Keywords: Reinforcement learning, Quality-Diversity, Evolutionary algorithms
Abstract: Reinforcement Learning (RL) has achieved significant successes, which aims to obtain a single policy maximizing the expected cumulative rewards for a given task. However, in many real-world scenarios, e.g., navigating in complex environments and controlling robots, one may need to find a set of policies having both high rewards and diverse behaviors, which can bring better exploration and robust few-shot adaptation. Recently, some methods have been developed by using evolutionary techniques, including iterative reproduction and selection of policies. However, due to the inefficient selection mechanisms, these methods cannot fully guarantee both high quality and diversity. In this paper, we propose EDO-CS, a new Evolutionary Diversity Optimization algorithm with Clustering-based Selection.

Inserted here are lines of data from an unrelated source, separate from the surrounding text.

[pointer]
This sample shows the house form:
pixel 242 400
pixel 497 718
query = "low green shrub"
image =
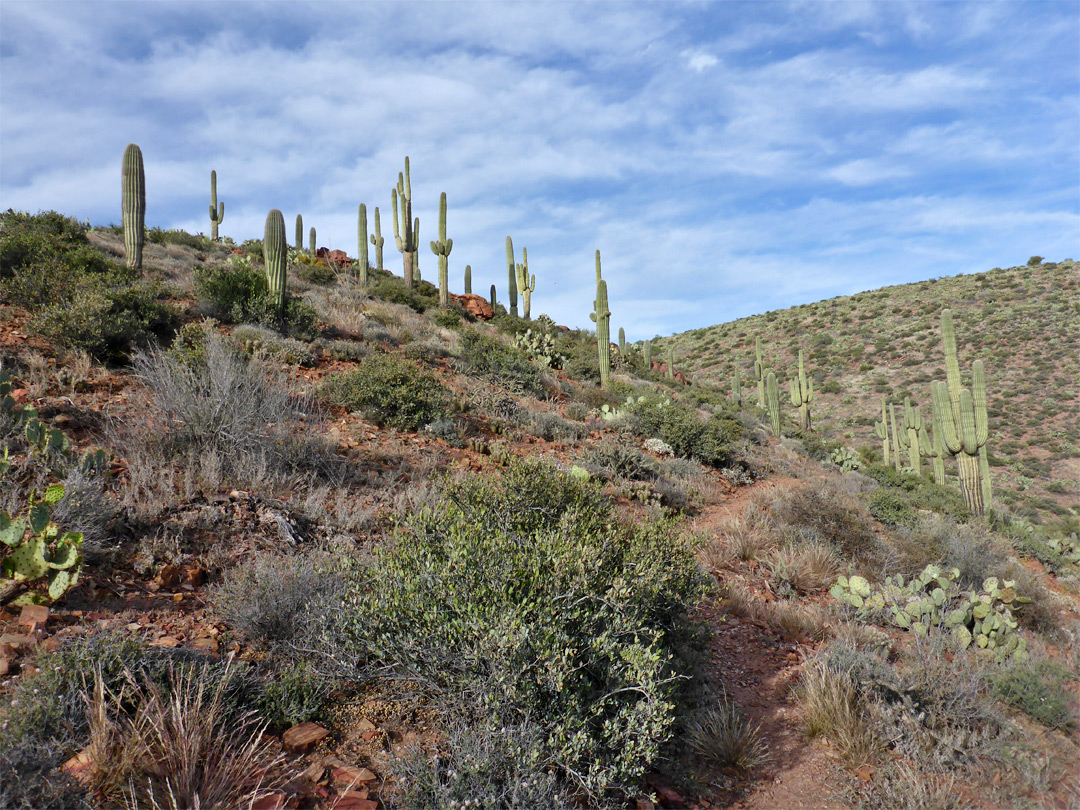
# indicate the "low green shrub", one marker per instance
pixel 525 599
pixel 388 390
pixel 1038 689
pixel 489 359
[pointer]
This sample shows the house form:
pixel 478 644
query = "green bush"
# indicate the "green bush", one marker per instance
pixel 711 441
pixel 1037 689
pixel 394 289
pixel 238 293
pixel 526 599
pixel 106 322
pixel 388 390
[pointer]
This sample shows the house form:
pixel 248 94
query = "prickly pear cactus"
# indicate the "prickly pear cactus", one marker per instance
pixel 39 550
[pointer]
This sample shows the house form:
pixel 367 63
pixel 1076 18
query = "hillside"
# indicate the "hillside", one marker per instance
pixel 352 550
pixel 1023 322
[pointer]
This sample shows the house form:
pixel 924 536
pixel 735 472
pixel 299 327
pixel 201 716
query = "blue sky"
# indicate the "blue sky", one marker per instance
pixel 725 158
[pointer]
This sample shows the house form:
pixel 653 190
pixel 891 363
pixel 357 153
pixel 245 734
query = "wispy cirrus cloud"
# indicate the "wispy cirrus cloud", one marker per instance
pixel 725 158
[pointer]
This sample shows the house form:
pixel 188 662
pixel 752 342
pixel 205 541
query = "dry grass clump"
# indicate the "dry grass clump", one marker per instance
pixel 179 748
pixel 726 738
pixel 833 709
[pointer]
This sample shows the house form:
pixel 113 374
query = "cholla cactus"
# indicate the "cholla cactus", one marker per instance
pixel 216 208
pixel 134 205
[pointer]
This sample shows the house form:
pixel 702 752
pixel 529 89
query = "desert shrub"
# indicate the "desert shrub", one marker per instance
pixel 482 766
pixel 890 509
pixel 394 289
pixel 279 602
pixel 106 321
pixel 711 441
pixel 238 293
pixel 225 407
pixel 836 516
pixel 1038 689
pixel 524 598
pixel 264 342
pixel 388 390
pixel 489 359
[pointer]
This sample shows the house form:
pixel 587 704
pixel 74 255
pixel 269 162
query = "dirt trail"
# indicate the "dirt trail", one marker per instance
pixel 757 669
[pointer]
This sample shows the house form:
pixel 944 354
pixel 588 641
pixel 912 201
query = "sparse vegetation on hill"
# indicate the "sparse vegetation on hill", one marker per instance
pixel 345 547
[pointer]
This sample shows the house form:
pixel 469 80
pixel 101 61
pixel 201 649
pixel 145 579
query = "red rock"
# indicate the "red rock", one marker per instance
pixel 304 738
pixel 349 775
pixel 270 801
pixel 34 615
pixel 475 306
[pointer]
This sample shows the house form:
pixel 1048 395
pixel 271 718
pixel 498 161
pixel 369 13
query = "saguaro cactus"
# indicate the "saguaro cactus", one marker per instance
pixel 362 244
pixel 960 416
pixel 759 372
pixel 216 208
pixel 898 440
pixel 916 431
pixel 526 283
pixel 881 430
pixel 602 316
pixel 772 401
pixel 442 248
pixel 801 391
pixel 133 202
pixel 275 255
pixel 404 234
pixel 377 240
pixel 512 277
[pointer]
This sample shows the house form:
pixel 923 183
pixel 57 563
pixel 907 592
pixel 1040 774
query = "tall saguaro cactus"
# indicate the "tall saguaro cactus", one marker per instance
pixel 602 316
pixel 512 277
pixel 275 255
pixel 377 240
pixel 133 202
pixel 801 391
pixel 772 401
pixel 960 415
pixel 216 208
pixel 881 431
pixel 526 283
pixel 362 266
pixel 442 248
pixel 760 372
pixel 404 234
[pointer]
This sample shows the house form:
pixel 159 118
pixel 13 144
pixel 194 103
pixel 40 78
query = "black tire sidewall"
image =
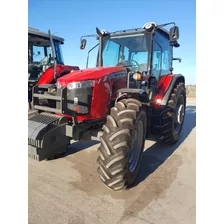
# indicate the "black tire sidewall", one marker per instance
pixel 181 91
pixel 131 177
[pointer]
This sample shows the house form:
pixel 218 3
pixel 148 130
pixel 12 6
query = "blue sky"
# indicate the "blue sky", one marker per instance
pixel 71 19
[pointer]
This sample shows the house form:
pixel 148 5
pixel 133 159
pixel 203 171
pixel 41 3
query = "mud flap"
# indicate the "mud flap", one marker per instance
pixel 46 136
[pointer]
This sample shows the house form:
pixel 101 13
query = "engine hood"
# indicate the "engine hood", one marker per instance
pixel 89 74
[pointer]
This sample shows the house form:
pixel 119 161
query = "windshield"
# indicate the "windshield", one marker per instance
pixel 38 53
pixel 129 50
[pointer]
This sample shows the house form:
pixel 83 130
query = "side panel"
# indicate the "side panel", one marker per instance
pixel 164 88
pixel 48 76
pixel 105 93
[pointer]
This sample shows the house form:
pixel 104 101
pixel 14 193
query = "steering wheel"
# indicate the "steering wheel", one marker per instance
pixel 44 61
pixel 130 63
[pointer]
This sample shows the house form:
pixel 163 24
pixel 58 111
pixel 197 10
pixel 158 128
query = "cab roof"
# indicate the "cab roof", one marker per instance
pixel 36 36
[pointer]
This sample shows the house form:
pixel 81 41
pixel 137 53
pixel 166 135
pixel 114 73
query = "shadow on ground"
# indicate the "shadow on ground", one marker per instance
pixel 157 154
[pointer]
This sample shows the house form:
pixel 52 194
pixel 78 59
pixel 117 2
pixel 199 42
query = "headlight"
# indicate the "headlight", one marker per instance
pixel 137 76
pixel 82 84
pixel 58 84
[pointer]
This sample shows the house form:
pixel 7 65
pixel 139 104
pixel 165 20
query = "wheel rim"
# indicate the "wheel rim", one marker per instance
pixel 179 114
pixel 136 146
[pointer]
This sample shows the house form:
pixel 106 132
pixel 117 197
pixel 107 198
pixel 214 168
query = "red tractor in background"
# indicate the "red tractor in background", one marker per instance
pixel 131 95
pixel 42 55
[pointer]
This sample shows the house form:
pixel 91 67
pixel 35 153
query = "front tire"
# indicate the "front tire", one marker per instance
pixel 122 144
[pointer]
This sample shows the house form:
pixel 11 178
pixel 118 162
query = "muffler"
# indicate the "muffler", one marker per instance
pixel 46 135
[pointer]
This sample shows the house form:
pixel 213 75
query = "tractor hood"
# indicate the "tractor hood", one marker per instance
pixel 89 74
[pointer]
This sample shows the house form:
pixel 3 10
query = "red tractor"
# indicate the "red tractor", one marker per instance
pixel 43 53
pixel 131 95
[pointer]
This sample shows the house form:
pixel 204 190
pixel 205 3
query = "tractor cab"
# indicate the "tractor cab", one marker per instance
pixel 147 52
pixel 40 56
pixel 39 53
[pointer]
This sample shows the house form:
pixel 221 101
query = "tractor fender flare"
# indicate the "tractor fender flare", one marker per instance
pixel 176 79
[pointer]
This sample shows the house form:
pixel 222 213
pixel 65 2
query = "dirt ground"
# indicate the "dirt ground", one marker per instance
pixel 68 190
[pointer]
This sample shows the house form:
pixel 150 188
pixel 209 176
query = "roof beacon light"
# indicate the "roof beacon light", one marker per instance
pixel 149 25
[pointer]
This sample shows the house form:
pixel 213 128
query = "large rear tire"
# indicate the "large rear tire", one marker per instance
pixel 173 116
pixel 122 144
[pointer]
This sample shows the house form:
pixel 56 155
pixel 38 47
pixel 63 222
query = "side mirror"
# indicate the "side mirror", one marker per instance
pixel 177 59
pixel 83 44
pixel 174 33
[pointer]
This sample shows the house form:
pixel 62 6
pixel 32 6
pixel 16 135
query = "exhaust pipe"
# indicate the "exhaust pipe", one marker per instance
pixel 53 55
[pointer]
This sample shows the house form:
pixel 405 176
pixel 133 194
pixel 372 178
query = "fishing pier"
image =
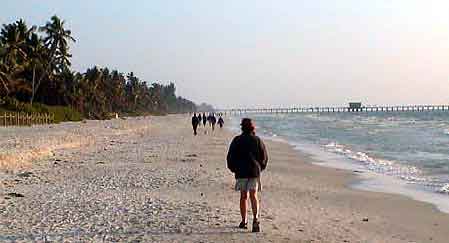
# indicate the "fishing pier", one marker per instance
pixel 353 107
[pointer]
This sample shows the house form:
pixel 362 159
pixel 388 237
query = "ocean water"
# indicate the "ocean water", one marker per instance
pixel 403 152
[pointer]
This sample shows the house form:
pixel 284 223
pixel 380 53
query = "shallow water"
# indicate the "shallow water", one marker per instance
pixel 411 148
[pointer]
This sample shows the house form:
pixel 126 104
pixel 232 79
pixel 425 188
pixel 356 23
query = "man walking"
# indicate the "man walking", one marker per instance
pixel 247 158
pixel 195 122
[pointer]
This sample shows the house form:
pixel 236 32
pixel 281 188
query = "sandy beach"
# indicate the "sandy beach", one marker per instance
pixel 148 179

In each iteration, the policies are divided into several clusters based on their behaviors, and a high-quality policy is selected from each cluster for reproduction. EDO-CS also adaptively balances the importance between quality and diversity in the reproduction process. Experiments on various (i.e., deceptive and multi-modal) continuous control tasks, show the superior performance of EDO-CS over previous methods, i.e., EDO-CS can achieve a set of policies with both high quality and diversity efficiently while previous methods cannot.
One-sentence Summary: We propose EDO-CS, a new Evolutionary Diversity Optimization algorithm with Clustering-based Selection that can achieve a set of policies with both high quality and diversity efficiently.